SBP, systolic blood pressure; DBP, diastolic blood pressure; BMI; Body Mass Index
[Table/Fig-2]:
Sl No | Variable | Controls (n=200) |
CAD patients (ICU) (n=180) |
CAD patients after 6 months (n=135) |
p-value |
---|---|---|---|---|---|
1 | Total Cholesterol (mg/dL) | 140.14±26.51 | 230.72±54.36 | 159.6±48.8 | <0.05** |
2 | Triglyceride (mg/dL) | 133.24±29.31 | 177.46±87.9 | 148±75.3 | <0.05** |
3 | LDL (mg/dL) | 69.69±27.15 | 161.48±64.1 | 134.78±15.16 | <0.05** |
4 | HDL (mg/dL) | 43.77±12.90 | 31±14.4 | 34±15.37 | 0.073 |
** Data represented as mean ± standard deviation and Total Cholesterol, Triglycerides, LDL were statistically significant at p<0.05
[Table/Fig-3]:
Parameter (Mean ± SD) |
Controls n=200 |
Intensive Care Unit –CAD Patients n=180 |
Statin therapy (6 months) n=135 |
p-value |
---|---|---|---|---|
Comet tail length (μm) |
10.2 ± 3.25 | *18.89 ± 5.78 | *14.2 ± 3.32 | <0.05* |
*Statistically significant (p <0.05).
The DNA damage was significantly high in CAD patients before atorvastatin treatment and is reduced after 6 months atorvastatin therapy as shown in [Table/Fig-4,5]. While healthy controls did not showed DNA damage compared to CAD patients as shown in [Table/Fig-6].
Discussion
CAD is a consequence of atherosclerosis of coronary arteries. Interplay between multiple genes and environmental factors and increased atherogenic oxidized LDL causes cytotoxicity and DNA damage in cells of arterial wall, leading to progression of cell senescence, cell death of an atherosclerotic plaque [11]. There is a paucity of data regarding the changes in DNA damage in CAD patients before and after atorvastatin use.
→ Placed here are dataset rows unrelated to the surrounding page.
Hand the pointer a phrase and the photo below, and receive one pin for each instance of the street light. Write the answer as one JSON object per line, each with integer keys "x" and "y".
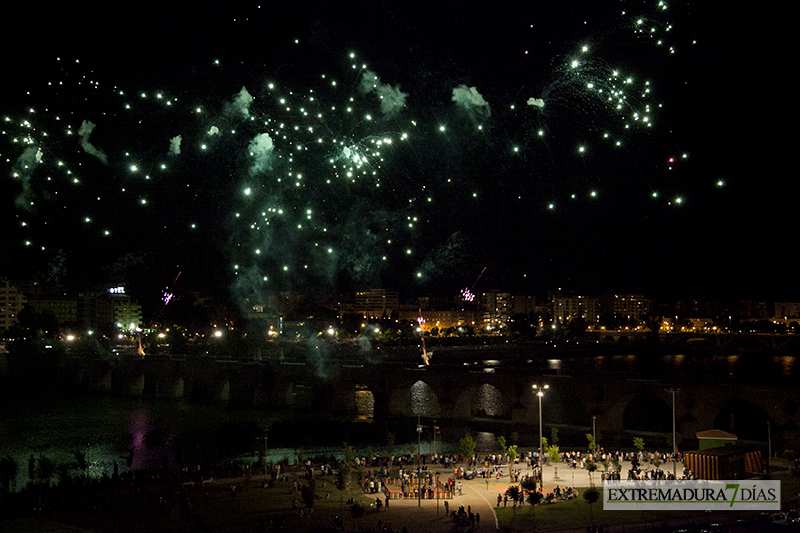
{"x": 674, "y": 441}
{"x": 540, "y": 392}
{"x": 419, "y": 466}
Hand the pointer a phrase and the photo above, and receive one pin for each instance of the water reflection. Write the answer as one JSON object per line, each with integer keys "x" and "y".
{"x": 744, "y": 367}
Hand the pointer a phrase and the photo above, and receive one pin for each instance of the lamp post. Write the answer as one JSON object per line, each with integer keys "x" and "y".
{"x": 419, "y": 465}
{"x": 674, "y": 440}
{"x": 540, "y": 392}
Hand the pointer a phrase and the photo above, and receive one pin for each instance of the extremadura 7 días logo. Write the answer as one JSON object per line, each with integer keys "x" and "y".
{"x": 702, "y": 495}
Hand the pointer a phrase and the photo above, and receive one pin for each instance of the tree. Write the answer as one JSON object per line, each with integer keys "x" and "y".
{"x": 390, "y": 443}
{"x": 512, "y": 453}
{"x": 591, "y": 467}
{"x": 638, "y": 443}
{"x": 515, "y": 495}
{"x": 529, "y": 485}
{"x": 592, "y": 443}
{"x": 8, "y": 473}
{"x": 467, "y": 446}
{"x": 308, "y": 493}
{"x": 347, "y": 468}
{"x": 555, "y": 458}
{"x": 591, "y": 495}
{"x": 502, "y": 442}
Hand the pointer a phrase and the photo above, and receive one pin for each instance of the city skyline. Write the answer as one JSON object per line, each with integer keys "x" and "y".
{"x": 252, "y": 149}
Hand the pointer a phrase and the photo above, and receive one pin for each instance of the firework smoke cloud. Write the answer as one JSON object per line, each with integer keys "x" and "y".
{"x": 85, "y": 130}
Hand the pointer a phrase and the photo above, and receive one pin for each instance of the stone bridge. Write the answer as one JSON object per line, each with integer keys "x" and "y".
{"x": 477, "y": 396}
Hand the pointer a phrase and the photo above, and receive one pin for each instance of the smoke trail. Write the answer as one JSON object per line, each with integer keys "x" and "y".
{"x": 392, "y": 98}
{"x": 536, "y": 102}
{"x": 240, "y": 104}
{"x": 261, "y": 150}
{"x": 472, "y": 101}
{"x": 86, "y": 129}
{"x": 22, "y": 170}
{"x": 175, "y": 145}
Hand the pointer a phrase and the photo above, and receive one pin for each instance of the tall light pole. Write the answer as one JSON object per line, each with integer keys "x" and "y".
{"x": 540, "y": 392}
{"x": 419, "y": 465}
{"x": 674, "y": 440}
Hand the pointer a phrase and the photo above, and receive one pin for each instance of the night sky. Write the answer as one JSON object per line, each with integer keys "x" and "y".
{"x": 252, "y": 148}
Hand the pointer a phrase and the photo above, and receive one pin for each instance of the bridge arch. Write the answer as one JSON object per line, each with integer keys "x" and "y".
{"x": 745, "y": 419}
{"x": 647, "y": 412}
{"x": 415, "y": 398}
{"x": 364, "y": 402}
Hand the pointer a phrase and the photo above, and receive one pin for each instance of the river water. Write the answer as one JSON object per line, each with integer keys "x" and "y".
{"x": 140, "y": 433}
{"x": 128, "y": 433}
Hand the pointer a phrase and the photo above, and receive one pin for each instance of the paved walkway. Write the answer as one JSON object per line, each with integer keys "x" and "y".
{"x": 480, "y": 497}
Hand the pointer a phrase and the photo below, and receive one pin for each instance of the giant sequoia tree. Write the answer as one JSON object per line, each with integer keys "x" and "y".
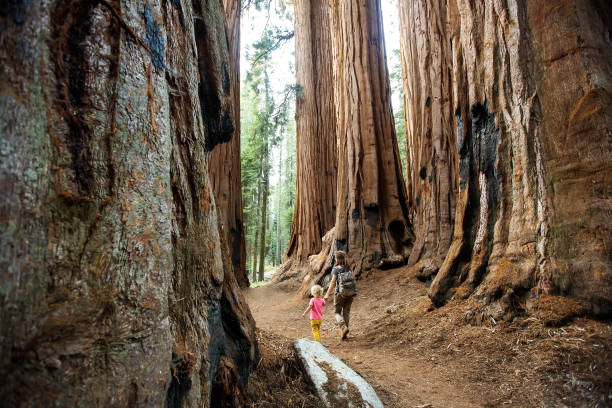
{"x": 315, "y": 198}
{"x": 224, "y": 162}
{"x": 113, "y": 286}
{"x": 508, "y": 125}
{"x": 371, "y": 207}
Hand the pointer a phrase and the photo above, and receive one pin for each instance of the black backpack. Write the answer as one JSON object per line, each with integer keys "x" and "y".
{"x": 346, "y": 283}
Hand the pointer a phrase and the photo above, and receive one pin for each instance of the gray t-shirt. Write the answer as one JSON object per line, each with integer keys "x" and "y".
{"x": 337, "y": 269}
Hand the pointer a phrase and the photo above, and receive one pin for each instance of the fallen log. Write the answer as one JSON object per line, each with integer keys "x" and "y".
{"x": 336, "y": 383}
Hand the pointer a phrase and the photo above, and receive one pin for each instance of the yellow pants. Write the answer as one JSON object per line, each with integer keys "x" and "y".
{"x": 316, "y": 329}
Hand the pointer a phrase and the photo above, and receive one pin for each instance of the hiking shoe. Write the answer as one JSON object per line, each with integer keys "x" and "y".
{"x": 344, "y": 331}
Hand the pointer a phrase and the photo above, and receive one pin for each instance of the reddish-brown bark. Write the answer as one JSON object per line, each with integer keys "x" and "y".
{"x": 371, "y": 213}
{"x": 224, "y": 160}
{"x": 508, "y": 121}
{"x": 113, "y": 286}
{"x": 316, "y": 171}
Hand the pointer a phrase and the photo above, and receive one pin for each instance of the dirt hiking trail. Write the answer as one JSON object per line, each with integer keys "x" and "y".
{"x": 415, "y": 355}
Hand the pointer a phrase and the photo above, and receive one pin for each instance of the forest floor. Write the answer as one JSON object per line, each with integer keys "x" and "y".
{"x": 415, "y": 355}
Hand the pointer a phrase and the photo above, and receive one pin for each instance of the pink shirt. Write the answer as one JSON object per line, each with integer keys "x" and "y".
{"x": 316, "y": 313}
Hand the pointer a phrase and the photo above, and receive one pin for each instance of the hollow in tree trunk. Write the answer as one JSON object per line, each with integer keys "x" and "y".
{"x": 528, "y": 159}
{"x": 113, "y": 286}
{"x": 224, "y": 159}
{"x": 372, "y": 223}
{"x": 316, "y": 172}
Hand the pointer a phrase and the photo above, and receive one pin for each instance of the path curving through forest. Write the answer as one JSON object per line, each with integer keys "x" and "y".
{"x": 415, "y": 355}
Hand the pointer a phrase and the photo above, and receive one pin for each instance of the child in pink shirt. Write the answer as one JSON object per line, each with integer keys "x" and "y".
{"x": 315, "y": 307}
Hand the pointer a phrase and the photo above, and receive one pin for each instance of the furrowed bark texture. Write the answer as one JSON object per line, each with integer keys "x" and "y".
{"x": 315, "y": 200}
{"x": 372, "y": 223}
{"x": 224, "y": 160}
{"x": 510, "y": 147}
{"x": 113, "y": 291}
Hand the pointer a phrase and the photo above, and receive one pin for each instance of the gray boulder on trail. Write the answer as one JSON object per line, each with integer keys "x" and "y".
{"x": 336, "y": 383}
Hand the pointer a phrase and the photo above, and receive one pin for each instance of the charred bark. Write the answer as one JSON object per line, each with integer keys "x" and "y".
{"x": 224, "y": 159}
{"x": 113, "y": 286}
{"x": 518, "y": 180}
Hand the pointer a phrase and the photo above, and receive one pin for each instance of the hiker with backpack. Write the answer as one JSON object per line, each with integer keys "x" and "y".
{"x": 345, "y": 289}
ROS (Reactive Oxygen Species) are involved in the pathogenesis of atherosclerosis and might play critical roles in DNA damage. Thus, measurement of DNA damage in peripheral blood provides a useful tool for exploring the pathophysiological mechanisms and assessing the effects of atorvastatin on CAD patients.
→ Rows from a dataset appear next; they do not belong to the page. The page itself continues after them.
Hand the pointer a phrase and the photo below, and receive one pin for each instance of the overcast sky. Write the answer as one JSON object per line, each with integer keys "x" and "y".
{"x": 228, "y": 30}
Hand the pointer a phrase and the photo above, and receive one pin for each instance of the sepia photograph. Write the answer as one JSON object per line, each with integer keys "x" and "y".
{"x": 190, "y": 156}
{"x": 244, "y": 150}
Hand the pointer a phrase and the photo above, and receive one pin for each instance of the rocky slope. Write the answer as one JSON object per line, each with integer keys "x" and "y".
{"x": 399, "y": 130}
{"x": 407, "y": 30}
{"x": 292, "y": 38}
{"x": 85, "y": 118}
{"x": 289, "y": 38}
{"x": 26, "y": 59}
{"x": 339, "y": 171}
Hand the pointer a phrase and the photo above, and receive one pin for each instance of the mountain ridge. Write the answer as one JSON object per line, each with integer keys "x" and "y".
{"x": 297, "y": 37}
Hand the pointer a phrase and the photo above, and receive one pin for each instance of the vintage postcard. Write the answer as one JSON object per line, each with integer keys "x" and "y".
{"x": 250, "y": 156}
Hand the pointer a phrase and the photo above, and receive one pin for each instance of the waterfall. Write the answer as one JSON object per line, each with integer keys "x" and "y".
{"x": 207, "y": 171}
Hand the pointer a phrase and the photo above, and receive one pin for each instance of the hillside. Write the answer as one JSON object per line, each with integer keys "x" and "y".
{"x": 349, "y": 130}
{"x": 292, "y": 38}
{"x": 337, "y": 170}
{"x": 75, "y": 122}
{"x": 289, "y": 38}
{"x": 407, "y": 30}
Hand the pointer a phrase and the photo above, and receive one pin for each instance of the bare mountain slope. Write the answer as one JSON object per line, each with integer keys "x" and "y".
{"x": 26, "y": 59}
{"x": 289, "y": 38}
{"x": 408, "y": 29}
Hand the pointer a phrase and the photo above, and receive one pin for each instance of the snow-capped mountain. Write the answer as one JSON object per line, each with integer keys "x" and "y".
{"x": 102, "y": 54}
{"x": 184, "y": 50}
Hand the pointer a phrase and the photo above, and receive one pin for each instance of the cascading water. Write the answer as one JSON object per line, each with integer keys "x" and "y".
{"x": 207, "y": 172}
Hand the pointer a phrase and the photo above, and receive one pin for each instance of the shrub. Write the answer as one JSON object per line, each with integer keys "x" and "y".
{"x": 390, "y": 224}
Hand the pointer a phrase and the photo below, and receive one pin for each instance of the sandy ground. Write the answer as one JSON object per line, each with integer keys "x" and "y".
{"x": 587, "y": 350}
Statins are the most commonly prescribed cholesterol lowering drugs used in the treatment of cardiovascular diseases. Statins not only lowers the cholesterol, but also have pleiotropic effects, including reduction of inflammation, improvement of endothelial function, antioxidant and anti-inflammatory effects etc., [12].
Mahmoudi et al., summarized that the statins reduce the degree of DNA damage and oxidant stress in hyperlipidemic patients [5]. Mondal et al., found that elevated oxidative stress and DNA damage in heart failure patients [13].
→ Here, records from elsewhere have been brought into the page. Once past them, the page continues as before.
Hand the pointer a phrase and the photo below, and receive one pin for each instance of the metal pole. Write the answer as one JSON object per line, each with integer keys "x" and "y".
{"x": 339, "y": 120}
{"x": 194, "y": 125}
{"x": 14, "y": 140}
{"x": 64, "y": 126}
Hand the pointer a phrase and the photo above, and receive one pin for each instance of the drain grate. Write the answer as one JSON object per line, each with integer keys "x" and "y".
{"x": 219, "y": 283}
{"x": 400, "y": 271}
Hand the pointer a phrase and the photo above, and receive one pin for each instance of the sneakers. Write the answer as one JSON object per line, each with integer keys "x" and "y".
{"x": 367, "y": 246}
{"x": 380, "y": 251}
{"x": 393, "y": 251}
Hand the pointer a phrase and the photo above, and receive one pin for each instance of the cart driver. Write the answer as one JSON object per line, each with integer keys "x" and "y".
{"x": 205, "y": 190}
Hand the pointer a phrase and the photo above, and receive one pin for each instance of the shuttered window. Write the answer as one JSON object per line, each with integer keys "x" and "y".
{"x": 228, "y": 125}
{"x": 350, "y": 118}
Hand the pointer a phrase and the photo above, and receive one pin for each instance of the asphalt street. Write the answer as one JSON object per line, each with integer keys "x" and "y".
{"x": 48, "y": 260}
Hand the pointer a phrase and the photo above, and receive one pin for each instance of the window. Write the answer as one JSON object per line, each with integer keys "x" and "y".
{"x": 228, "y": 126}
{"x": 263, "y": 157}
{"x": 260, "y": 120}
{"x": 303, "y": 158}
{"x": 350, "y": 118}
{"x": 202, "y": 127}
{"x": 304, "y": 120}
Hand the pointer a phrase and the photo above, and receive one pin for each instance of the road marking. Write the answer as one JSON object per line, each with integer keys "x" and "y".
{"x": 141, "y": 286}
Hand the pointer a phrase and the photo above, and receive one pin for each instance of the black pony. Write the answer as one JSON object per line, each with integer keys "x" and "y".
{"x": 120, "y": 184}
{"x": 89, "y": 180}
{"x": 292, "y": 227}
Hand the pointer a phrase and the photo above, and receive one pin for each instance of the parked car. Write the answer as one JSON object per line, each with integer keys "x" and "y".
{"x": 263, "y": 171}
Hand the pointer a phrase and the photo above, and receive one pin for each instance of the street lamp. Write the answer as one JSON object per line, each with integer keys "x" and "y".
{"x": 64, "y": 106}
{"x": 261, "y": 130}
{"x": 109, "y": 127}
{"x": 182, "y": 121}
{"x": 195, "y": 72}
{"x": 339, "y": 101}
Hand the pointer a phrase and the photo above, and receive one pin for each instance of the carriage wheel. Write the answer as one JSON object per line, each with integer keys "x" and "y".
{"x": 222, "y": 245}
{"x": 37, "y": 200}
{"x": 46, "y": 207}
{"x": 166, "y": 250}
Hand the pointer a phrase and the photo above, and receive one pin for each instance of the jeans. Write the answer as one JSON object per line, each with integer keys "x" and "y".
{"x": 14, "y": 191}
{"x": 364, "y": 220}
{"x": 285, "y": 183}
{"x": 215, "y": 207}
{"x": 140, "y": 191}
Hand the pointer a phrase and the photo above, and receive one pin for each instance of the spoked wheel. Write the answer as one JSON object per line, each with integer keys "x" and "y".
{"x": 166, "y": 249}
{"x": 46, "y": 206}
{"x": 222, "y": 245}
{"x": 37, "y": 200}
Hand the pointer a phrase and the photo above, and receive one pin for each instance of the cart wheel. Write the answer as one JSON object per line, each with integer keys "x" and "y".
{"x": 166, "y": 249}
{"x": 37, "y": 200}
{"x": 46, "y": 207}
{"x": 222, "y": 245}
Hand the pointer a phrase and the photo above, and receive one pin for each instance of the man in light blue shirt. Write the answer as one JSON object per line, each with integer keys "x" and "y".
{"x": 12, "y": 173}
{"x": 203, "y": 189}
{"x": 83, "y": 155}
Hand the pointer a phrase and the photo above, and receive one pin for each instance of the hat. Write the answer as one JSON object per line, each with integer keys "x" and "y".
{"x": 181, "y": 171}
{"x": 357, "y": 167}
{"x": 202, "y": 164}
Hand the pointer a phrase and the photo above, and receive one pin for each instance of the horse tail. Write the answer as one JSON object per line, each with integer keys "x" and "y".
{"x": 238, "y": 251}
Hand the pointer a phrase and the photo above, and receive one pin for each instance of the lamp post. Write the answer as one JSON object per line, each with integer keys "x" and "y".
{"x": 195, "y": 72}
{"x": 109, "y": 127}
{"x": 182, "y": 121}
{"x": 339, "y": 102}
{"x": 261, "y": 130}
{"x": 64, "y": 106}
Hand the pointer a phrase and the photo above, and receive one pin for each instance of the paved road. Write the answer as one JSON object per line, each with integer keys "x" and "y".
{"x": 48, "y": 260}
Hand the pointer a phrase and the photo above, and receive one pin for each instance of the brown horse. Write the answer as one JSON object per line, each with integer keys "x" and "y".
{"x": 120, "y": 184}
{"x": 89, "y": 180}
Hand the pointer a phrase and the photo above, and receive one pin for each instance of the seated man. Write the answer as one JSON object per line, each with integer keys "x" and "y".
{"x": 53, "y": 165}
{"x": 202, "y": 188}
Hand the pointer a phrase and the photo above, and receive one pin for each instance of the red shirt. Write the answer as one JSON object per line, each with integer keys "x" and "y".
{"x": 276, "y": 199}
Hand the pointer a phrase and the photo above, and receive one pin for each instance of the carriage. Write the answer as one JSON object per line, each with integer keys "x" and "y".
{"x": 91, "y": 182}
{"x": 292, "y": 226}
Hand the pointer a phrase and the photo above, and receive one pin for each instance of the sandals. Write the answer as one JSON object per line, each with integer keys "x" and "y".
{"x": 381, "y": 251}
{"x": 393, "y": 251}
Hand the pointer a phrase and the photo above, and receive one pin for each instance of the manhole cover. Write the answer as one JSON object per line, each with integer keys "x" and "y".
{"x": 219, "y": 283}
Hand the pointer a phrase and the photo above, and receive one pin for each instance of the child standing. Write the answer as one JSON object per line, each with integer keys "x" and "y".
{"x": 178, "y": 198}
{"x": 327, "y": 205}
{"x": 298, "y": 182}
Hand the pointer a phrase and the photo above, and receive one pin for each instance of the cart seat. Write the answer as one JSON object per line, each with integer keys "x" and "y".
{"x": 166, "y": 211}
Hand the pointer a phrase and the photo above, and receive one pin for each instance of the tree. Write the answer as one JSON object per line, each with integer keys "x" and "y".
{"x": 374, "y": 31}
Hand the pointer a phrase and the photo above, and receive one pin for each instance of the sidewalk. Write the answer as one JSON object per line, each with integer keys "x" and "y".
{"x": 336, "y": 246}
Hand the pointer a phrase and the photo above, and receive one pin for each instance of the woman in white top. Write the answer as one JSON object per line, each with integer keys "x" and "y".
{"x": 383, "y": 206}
LaRosa et al., concluded that atorvastatin has a significant clinical benefit on lipid profiles of CAD patients [14]. Mariann H et al., findings showed that atorvastatin treatment decreases the DNA damage and lipid profile [15].
In another study Sedon et al., discussed that the use of statins inhibits the activation of small GTPases such as Rac, thereby affecting NADPH oxidase activity which decreases DNA Damage [16]. The present study is also consistent with previous reports where usage of atorvastatin decreases the DNA damage in CAD patients. However further studies are needed to establish the effects of atorvastatin on DNA damage after long-term statin use.
Limitation
Our study has some limitations. This study was a relatively small cohort, conducted in a single center. The study included homogenous groups of confirmed CAD patients on atorvastatin therapy. These results represent the short term effects of atorvastatin therapy and long-term follow-up data are needed. Further detailed investigations from similar population are necessary to overcome these limitations.
Conclusion
The results of this study suggests the need for a comprehensive approach and short-term use of a high-dose statin (80mg) has not only lipid lowering but also prevents DNA damage in CAD patients. Further studies are also needed to establish the long-term effects of atorvastatins in CAD patients. To the best of our knowledge this is the first study reporting on therapeutic effect of atorvastatin on lipid profiles and DNA damage in south Indian population.
Acknowledgments
The present study was funded by OU-DST-PURSE –Programme and UGC-RFSMS, UGC-MRP-2013, NEW DELHI and OU-UGC-CPEPA CAS II,DST-FIST,UPE-FAR-Programme.
Financial or Other Competing Interests
As declared above.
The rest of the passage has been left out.